How You Can Beat an Olympic Swimmer With Cheap Stocks

Why can an olympic swimmer keep beating me in the pool while his portfolio is barely treading water?

Cheap Stocks: What Are the Odds?

The reason I talk so much about setting the odds in my favour is because investors really don't know what's going to happen in the future. There are tendencies, probabilities shown through experience, but tendencies aren't certainties. The best an investor can do is to look at the tendencies of the past and, through sound reasoning, assess current situations based on those tendencies.

One tendency critical to value investing is mean reversion. Mean reversion is just the tendency for outlier cases to revert to a more typical value or occurrence. Take family height. A man and women who are extremely tall can be expected to have tall children. The tendency, though, is for those children to be somewhat smaller than their parents. Each successive generation will gravitate further towards average human height until the family's height is more or less consistent with the average height of that place and time. In this way, family height tends to revert to the mean population height.

Mean reversion is a strong force in investing which should lead investors to two conclusions. The first is that most money managers who have performed well over a number of years will revert back to the typical performance for money managers as a whole. The key word here is most and that qualification is key when it comes to beating an Olympic swimmer. Picking hot money managers does not add value to your savings, in most cases. Unlike swimming, money management is not overwhelmingly based on skill. There is a strong element of luck involved, so the typical money manager will face his fair share of good and bad fortune. The second is that the fortune of most companies reverts back to a more typical, or average, level of profitability over time.

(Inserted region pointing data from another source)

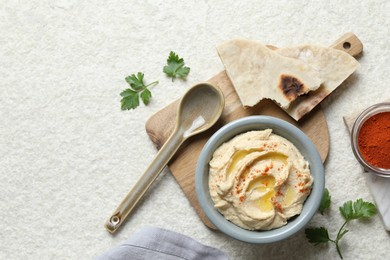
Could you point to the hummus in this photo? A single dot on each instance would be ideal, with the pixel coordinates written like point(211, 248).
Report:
point(258, 180)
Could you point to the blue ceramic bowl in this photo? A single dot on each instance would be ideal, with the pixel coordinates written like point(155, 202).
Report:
point(279, 127)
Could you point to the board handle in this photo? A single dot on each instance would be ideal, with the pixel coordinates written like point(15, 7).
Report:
point(349, 43)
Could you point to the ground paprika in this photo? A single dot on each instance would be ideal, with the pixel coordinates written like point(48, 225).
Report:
point(374, 140)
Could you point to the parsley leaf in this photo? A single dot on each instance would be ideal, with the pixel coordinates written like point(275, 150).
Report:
point(350, 211)
point(325, 201)
point(317, 235)
point(359, 209)
point(130, 96)
point(175, 67)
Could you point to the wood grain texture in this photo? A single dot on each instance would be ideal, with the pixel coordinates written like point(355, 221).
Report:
point(182, 166)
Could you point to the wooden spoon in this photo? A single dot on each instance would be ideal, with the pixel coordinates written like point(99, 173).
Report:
point(199, 109)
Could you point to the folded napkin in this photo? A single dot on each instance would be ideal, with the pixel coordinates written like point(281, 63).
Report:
point(162, 244)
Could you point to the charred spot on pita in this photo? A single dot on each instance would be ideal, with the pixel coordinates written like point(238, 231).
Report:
point(291, 87)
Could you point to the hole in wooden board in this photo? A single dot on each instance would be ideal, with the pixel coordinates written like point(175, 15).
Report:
point(346, 45)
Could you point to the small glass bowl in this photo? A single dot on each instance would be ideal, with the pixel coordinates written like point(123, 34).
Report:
point(360, 120)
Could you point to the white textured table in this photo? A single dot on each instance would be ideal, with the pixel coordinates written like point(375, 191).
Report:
point(68, 154)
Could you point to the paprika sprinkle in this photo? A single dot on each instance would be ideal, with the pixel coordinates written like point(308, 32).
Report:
point(371, 139)
point(374, 140)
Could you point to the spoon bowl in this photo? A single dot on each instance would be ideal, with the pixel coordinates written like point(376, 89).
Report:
point(199, 109)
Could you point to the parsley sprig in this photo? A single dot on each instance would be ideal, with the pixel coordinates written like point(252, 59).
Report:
point(350, 211)
point(131, 96)
point(175, 67)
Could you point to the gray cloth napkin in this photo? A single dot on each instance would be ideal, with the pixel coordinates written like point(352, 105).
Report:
point(162, 244)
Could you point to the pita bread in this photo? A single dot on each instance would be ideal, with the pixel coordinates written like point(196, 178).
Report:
point(258, 72)
point(334, 66)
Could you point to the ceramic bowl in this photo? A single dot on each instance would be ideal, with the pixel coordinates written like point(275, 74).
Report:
point(279, 127)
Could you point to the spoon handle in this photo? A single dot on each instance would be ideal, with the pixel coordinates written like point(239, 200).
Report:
point(130, 201)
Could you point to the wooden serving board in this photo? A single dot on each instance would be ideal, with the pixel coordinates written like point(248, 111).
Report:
point(182, 165)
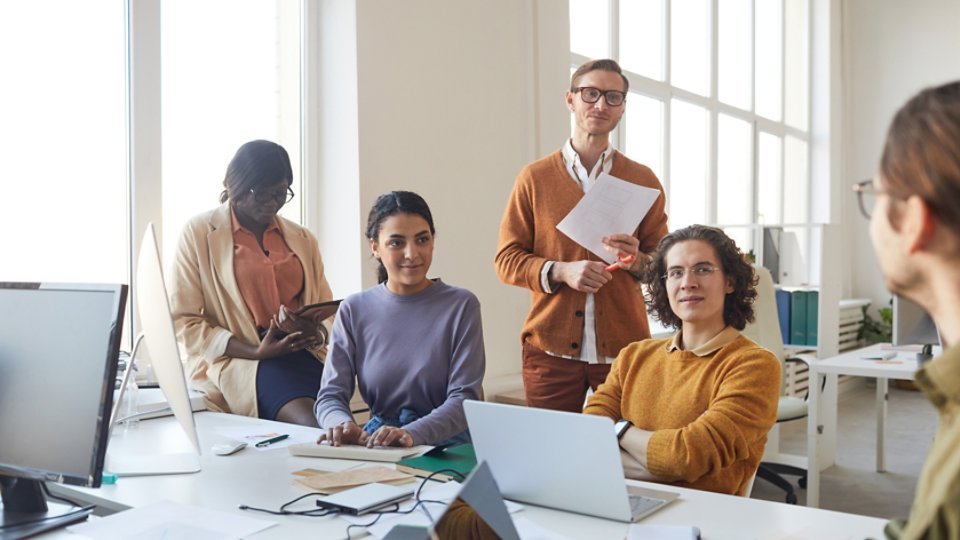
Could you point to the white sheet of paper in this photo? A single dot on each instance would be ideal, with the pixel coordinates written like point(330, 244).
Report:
point(612, 206)
point(171, 521)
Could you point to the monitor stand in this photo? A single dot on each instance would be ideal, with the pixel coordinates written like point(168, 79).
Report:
point(25, 511)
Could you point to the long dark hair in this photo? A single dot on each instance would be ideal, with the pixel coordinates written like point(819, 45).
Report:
point(737, 306)
point(920, 155)
point(388, 204)
point(256, 164)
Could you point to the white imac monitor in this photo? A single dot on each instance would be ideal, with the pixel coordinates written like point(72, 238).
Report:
point(912, 325)
point(157, 327)
point(59, 345)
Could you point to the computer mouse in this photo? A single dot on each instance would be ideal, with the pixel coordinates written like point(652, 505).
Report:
point(225, 449)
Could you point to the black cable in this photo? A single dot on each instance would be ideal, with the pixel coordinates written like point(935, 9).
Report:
point(417, 504)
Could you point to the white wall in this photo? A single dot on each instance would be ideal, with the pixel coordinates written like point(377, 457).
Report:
point(449, 105)
point(891, 50)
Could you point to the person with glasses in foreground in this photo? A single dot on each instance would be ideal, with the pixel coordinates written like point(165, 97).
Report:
point(236, 267)
point(694, 410)
point(581, 315)
point(914, 212)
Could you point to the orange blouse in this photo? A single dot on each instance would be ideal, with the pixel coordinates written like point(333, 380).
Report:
point(266, 278)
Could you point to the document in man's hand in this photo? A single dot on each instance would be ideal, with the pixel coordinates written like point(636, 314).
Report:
point(612, 206)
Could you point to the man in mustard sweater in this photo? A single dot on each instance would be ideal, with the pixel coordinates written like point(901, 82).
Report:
point(913, 204)
point(696, 407)
point(580, 315)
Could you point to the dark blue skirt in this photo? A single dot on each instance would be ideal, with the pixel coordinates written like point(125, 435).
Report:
point(285, 378)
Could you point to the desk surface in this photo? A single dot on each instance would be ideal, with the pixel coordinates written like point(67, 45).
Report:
point(263, 478)
point(859, 363)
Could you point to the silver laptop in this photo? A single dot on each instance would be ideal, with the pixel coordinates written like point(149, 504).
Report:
point(559, 460)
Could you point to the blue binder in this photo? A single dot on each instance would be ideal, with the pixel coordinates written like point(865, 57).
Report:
point(798, 318)
point(813, 299)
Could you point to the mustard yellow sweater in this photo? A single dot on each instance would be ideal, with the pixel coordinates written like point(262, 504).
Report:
point(710, 414)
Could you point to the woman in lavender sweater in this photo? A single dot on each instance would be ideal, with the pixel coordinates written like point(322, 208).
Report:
point(413, 345)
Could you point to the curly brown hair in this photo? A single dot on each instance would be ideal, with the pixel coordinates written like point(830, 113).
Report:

Because of these two implications of mean reversion, investors should avoid both the typical hot money manager and hot stock in favour of cheap stocks -- value stocks -- or money managers that have a solid track record of making good investment decisions based on the available information. This typically happens by buying by picking cheap stocks, stocks selling cheaply as compared to the value they represent.

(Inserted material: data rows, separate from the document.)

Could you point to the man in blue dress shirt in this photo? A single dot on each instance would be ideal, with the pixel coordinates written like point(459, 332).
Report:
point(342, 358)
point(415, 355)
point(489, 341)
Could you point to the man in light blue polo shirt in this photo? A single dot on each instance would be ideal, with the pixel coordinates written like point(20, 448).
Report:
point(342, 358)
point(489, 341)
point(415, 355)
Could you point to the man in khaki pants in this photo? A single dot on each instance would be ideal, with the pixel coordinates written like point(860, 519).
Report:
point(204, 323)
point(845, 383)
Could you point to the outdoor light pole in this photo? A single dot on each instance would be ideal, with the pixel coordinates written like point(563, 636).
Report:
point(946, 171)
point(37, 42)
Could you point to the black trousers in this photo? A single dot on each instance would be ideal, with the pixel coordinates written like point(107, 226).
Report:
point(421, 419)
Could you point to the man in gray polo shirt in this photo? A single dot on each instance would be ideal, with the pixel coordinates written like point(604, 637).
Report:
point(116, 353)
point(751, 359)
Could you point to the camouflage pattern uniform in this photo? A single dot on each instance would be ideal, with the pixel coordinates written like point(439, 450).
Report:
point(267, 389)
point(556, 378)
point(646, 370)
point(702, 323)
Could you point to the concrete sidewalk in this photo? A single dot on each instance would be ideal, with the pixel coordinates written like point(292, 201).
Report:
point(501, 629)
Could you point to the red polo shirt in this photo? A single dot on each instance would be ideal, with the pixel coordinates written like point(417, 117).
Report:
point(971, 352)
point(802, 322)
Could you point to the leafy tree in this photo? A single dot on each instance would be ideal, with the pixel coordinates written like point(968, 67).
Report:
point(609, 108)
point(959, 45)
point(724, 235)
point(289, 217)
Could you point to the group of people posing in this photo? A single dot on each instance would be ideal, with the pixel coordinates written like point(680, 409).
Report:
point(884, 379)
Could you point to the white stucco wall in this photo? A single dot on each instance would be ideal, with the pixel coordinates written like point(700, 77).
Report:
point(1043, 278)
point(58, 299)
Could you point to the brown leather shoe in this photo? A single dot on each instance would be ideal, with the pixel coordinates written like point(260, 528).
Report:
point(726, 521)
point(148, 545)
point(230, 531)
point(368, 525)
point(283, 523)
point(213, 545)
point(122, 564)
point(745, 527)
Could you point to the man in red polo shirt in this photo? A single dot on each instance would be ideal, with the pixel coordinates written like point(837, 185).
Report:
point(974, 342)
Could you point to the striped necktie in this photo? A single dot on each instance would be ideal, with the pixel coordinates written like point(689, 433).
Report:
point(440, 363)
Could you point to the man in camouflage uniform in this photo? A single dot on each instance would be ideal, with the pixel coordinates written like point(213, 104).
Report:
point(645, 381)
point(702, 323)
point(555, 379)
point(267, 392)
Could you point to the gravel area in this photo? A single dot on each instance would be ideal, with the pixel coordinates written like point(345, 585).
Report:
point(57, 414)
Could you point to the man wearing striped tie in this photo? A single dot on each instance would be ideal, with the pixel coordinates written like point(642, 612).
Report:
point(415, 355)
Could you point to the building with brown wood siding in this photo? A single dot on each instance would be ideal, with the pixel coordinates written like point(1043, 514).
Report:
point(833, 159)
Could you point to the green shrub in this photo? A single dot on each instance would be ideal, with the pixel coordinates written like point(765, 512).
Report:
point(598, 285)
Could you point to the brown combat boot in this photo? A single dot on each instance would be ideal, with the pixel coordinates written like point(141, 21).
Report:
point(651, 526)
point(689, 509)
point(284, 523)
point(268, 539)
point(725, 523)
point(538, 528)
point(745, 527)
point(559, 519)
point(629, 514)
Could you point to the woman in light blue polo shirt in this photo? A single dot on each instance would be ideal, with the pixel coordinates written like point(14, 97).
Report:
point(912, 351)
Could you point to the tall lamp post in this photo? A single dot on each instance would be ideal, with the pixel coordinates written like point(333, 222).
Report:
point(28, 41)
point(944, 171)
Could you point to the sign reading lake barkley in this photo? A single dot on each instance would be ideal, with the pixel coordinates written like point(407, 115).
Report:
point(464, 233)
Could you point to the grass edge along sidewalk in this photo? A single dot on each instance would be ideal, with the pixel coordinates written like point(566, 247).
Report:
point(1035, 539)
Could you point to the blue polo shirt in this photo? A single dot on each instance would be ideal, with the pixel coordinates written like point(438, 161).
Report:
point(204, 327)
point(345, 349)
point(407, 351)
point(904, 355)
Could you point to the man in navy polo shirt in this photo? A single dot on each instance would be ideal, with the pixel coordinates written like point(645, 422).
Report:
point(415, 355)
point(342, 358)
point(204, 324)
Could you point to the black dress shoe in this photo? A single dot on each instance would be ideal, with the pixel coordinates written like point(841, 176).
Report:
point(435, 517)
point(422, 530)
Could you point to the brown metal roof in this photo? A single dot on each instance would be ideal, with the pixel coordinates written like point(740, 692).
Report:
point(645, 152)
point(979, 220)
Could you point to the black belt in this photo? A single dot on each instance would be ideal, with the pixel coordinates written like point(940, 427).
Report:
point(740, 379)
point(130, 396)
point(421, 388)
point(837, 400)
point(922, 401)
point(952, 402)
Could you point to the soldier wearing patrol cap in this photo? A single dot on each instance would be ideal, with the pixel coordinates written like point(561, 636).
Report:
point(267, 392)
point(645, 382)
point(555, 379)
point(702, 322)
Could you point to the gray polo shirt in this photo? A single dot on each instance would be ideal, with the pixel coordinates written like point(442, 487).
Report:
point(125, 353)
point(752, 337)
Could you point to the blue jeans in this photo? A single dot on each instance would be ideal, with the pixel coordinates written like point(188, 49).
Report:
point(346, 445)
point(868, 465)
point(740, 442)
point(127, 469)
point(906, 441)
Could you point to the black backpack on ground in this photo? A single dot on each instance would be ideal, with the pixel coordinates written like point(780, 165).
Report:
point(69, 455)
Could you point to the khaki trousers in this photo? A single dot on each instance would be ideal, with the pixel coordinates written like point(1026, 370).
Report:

Beating Oliver the Olympian With Cheap Stocks

When we dig deeper into managers as a whole, another thing becomes clear: some money managers have outstanding records going back decades. How is it that those managers can do so well for so long while the records of most money managers end up reverting back to the market average or worse? The secret for many of those outstanding money managers is taking advantage of reversion to the mean by basing their investment strategy on cheap stocks.

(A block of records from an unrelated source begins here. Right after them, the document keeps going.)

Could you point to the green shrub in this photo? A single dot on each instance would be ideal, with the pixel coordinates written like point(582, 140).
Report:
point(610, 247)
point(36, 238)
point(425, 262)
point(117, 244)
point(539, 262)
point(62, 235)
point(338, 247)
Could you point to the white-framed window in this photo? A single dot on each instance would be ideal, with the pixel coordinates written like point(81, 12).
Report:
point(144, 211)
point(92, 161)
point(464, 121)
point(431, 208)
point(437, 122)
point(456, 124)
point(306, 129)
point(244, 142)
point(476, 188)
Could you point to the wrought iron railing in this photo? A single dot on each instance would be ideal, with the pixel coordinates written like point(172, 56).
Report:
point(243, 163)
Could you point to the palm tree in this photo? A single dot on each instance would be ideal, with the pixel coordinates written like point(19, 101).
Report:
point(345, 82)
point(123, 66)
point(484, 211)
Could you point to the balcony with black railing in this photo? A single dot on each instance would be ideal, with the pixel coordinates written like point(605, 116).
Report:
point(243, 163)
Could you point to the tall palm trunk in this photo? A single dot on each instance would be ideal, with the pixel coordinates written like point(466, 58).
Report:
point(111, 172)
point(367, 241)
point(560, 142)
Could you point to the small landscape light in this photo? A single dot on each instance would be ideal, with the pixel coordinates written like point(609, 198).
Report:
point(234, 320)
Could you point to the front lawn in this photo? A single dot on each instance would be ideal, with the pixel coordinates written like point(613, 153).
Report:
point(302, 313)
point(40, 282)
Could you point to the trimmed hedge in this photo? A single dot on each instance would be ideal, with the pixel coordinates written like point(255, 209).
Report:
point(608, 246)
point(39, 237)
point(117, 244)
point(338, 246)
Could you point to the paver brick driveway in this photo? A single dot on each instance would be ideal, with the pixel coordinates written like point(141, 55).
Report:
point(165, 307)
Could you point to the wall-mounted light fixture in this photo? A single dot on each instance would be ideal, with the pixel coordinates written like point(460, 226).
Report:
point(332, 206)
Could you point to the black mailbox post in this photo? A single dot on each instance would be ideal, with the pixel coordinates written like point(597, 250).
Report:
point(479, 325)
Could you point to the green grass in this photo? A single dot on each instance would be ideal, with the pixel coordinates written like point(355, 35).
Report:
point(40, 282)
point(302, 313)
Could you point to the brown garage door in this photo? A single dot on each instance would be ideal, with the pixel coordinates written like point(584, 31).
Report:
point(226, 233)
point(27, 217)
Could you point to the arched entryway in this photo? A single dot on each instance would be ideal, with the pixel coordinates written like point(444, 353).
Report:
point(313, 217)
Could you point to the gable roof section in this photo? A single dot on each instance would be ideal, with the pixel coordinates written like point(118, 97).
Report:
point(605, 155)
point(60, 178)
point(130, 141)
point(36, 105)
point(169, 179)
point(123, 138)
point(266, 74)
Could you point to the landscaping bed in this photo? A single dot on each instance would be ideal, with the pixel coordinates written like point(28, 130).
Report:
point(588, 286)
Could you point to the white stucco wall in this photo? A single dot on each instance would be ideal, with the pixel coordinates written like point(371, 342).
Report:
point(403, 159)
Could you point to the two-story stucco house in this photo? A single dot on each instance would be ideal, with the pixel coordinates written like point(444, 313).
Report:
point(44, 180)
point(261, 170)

When it comes to investing your own money, the intelligent investor can look at how specific types of cheap stocks have fared as a group over time then invest in a basket of those stocks. Stocks in general have risen over at least the last 100 years. On average, stocks have a small tendency to rise in price year over year but any stock may rise or fall while you own it. Cheap stocks on the other hand, tend to rise in price by a larger degree year over year and seem to have more winners than losers in any given year. This gets to the heart of a mean reversion strategy -- selecting stocks trading at a low PE, PB, or price in relation to net current asset value means stacking the odds in an investor's favour.

If we accept that mean reversion is a law of finance then choosing temporarily troubled stocks should give investors a real edge. Selecting powerfully cheap stocks relative to value (whether value is based on characteristics intrinsic to the company or industry) means selecting stocks with the furthest to advance before becoming fairly valued. Risk, in terms of actual real sustained losses, is also reduced in proportion to possible gains.

These are likely two reasons why a net net stock investment strategy works exceptionally well. Since these stocks are trading at the cheapest valuations available to value investors, each company both offers a great risk-reward profile as well as a lot of ground to cover before reverting back to an average level of profitability.

This is how committed value investors can beat Oliver the Olympic swimmer in the investment arena. Taking advantage of mean reversion and cheap stocks -- specifically reversion based on deep price-value discrepancies -- is a super weapon when it comes to propelling your portfolio returns. Unfortunately, most investors don't take advantage of mean reversion when it comes to their portfolios.